Dans le domaine de la lithographie, on apprend rapidement que même une déviation de 1°C pendant le séchage du photorésistant peut avoir des conséquences graves : cela provoque des écarts dans l’épaisseur des lignes imprimées, ce qui peut entraîner l’échec de toute la production. De plus, si une fine couche de tension superficielle reste sur la wafer, cela favorise l’accumulation de particules, ce qui réduit considérablement le taux de réussite de la production. Le contrôle thermique n’est donc pas une fonction secondaire ; c’est au contraire un élément essentiel du processus.
Ce qui est important sur le plan technique
Nos chauffeurs à infrarouge à ondes courtes permettent de maintenir une uniformité de température de ±0,1°C sur toute la surface de la wafer, avec une répétabilité de ±0,2°C. La vitesse de chauffe permet de réduire le temps de traitement, tandis que le contrôle en boucle fermée assure une stabilité de température, même lorsque la porte s’ouvre et se ferme. La conception sans quartz des émetteurs évite toute accumulation de particules, ce qui permet de respecter les normes des salles propres de classe 1 à 100. On obtient ainsi une fiabilité 24/7, sans arrêts non planifiés, grâce à une durée de vie moyenne supérieure à 10 000 heures.
Pourquoi ça marche en usine
Lors du séchage de la wafer, les ondes infrarouges pénètrent dans les micro-structures de la wafer et permettent d’éliminer les solvants sans former de couche superficielle.
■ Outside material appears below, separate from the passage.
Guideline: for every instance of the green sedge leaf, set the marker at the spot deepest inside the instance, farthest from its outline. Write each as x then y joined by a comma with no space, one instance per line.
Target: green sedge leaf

Ainsi, on obtient un séchage sans contact, ce qui réduit l’adhésion des particules. Pour le pré-séchage et le séchage complet du photorésistant, cette uniformité et cette répétabilité permettent un meilleur contrôle des dimensions critiques, moins de défauts, et une réduction de la consommation d’énergie. En effet, une réponse thermique rapide signifie moins de temps d’inactivité, ce qui diminue les coûts de production par lot.
Ce qu’il faut prévoir
L’installation est simple sur des rails standards, mais les optiques doivent être bien alignées. Il est nécessaire de vérifier l’alignement des réflecteurs et des émetteurs lors de la première configuration. De plus, il faudra effectuer des calibrations entre différents équipements lorsqu’on change de chauffeur. On peut s’attendre à un court laps de temps nécessaire pour que le système atteigne sa stabilité. Une fois calibré, les déviations sont minimales. Il suffit donc de prendre en compte les coûts liés à l’alignement initial dans le cadre de l’intégration du système.